Saturday, September 27, 2014

Star Trek DS9 (Season 7a)


Season 6b -- "Once More Unto the Breach"

DS9 has hit its full stride going into season seven. We have already seen the huge stakes that face the Federation and our crew, as the war has taken one of the main characters, there from the start. Not only is the war a concern, but the religious side of the political intrigue reached a peak as well at the end of season six, with the “demonic,” evil side of Bajoran religion proving to be real. Its release trigger the permanent collapse of the worm hole, trapping the extra-dimensional aliens known as the Prophets.

All the religious/faith (and war) issues in DS9 are fascinating, not because they communicate something deeper in and of themselves (the religious ideas aren’t any more interesting or valid than any mythology) but because in them Deep Space Nine pushes against the prevailing Secular Humanism inherent to Star Trek. This is not a perfect universe, attained through the tenants of SH. The future is just as fallen, evil, and full of unprovable beliefs as the present.

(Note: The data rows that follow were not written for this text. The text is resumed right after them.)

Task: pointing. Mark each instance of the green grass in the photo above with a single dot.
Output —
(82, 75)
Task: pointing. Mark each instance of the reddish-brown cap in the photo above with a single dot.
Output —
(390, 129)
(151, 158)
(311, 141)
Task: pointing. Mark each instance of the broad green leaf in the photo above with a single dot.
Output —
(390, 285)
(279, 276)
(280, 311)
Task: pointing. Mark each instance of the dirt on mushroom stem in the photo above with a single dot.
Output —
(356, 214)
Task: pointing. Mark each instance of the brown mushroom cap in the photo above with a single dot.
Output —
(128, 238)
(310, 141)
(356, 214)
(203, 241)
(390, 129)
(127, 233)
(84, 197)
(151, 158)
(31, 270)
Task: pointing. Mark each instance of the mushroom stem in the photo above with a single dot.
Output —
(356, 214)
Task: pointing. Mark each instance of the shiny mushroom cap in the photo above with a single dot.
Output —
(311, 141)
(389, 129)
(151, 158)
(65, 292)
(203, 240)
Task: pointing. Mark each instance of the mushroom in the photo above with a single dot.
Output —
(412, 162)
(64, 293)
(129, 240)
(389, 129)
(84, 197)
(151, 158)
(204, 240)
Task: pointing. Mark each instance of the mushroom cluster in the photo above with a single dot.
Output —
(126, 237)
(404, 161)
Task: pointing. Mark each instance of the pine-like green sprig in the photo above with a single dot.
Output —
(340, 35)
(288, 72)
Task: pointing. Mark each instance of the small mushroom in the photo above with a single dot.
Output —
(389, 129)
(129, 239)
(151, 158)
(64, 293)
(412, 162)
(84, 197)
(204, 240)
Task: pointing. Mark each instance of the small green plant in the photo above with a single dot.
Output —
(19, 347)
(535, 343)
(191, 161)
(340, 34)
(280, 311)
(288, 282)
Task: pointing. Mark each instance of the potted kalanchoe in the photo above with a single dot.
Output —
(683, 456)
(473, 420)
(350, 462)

Episodes 1,2 “Image in the Sand” and “Shadows and Symbols”

Sisko has left the station and returned to Earth to rediscover his focus. His role in the war is really contingent on his role as the emissary, and with the prophets gone, he does not know what to do next. He has a vision of a woman, who turns out to be his real mother. He travels to the planet of his vision and discovers an until-then-unknown orb. To open it, though, he has an intense battle of faith, trying to accept his unbelievable reality when held up to a much more mundane, but believable alternative. When he overcomes and it is opened it reconfigures the wormhole. He then learns that his real mother was one of the prophet aliens, explaining his emissary role and ability.

Episode 3 “Afterimage”

Dax has returned in a new host, Ezri, and she struggles to find he place amidst the friends/strangers. Ezri was not a candidate for assimilation, and she was unprepared for the joined life. At the same time, Worf really struggles to accept her, understandably. However, his biggest struggle is a faith issue, as he fought an epic battle to “earn” his wife a place in Klingon heaven.

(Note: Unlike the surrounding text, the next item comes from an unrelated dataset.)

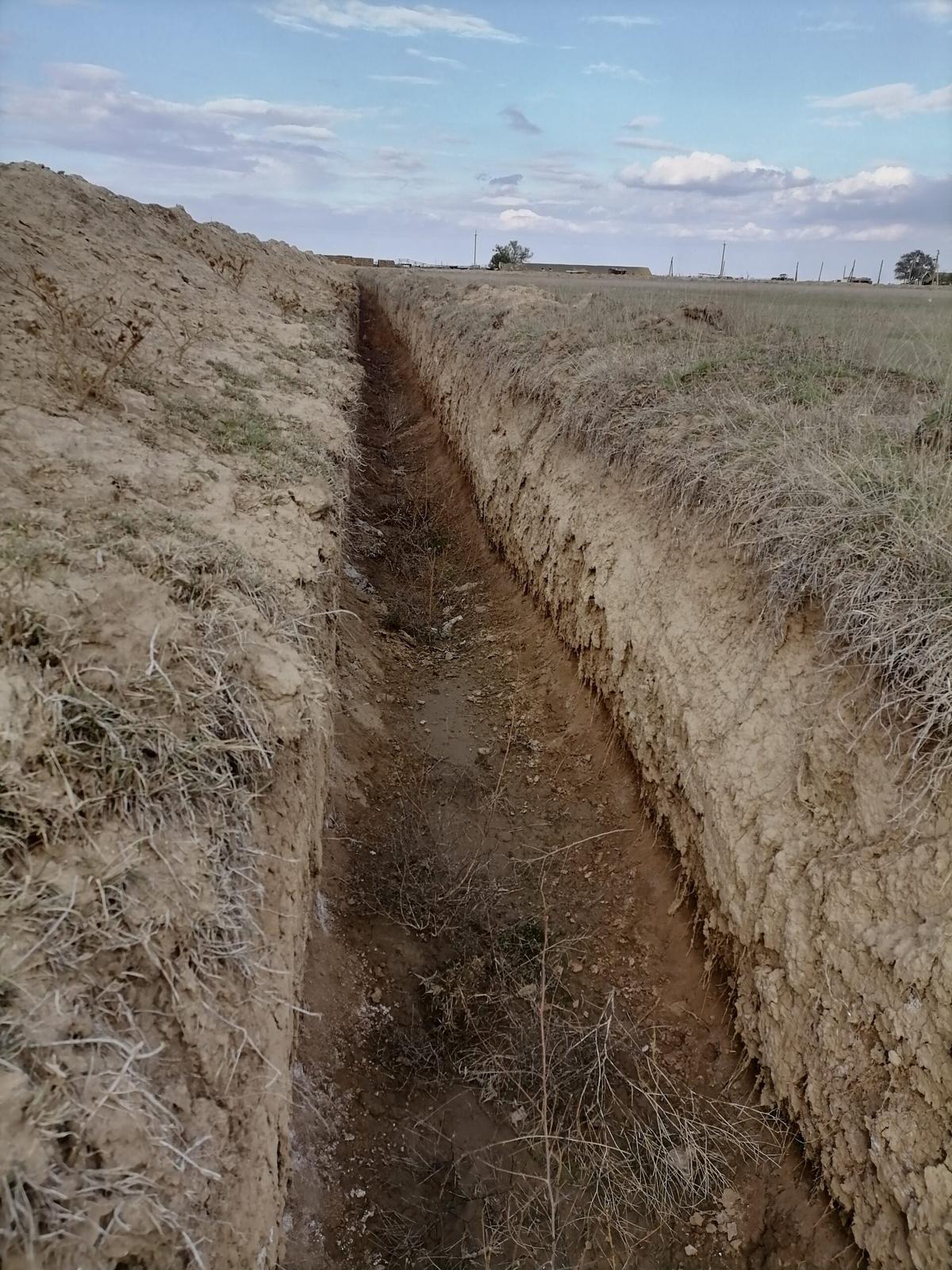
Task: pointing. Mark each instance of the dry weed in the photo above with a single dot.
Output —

Episode 4 “Take Me Out to the Holo-Suite”

Sisko takes on a challenge from a Vulcan captain to play a baseball game. The motivations go all the way back to academy days when Sisko lost a wrestling match to the smug, prejudiced Vulcan. Along the way Sisko learns truths about superiority, teamwork, and the strength of family and friends that outweighs individual abilities and victories.

Episode 5 “Chrysalis”

The previous season’s genetically altered humans make an appearance, when they ask Bashir to help heal Sabrina’s catatonic state. Bashir does with their help, and then falls in love with her, or the idea of helping her explore the new life he has given her. Predictably, she is overwhelmed, scared and unsure of how to deal with the new feelings. Needless to say, she does not join the cast.

Episode 6 “Treachery, Faith, and the Great River”

Faith and religion are again at the center in this episode, in both subplots. Odo encounters a defecting Weyoun (the leader of the dominion forces). It turns out to be merely one in a chain of Weyoun clones, and the following model(#7) is activated and chasing the defector down. Weyoun 6 is motivated by his devotion to Odo as a god, and his faith is explored as they attempt, and ultimately fail to get away. Meanwhile, the Ferengi concept of the “Great Material Continuim” is explored. A type of ecological, financial, all-encompassing Balance, it prompts Nog to engage in a vastly complex trading scheme to get O’Brien something he urgently needs. Amazingly, it pays off.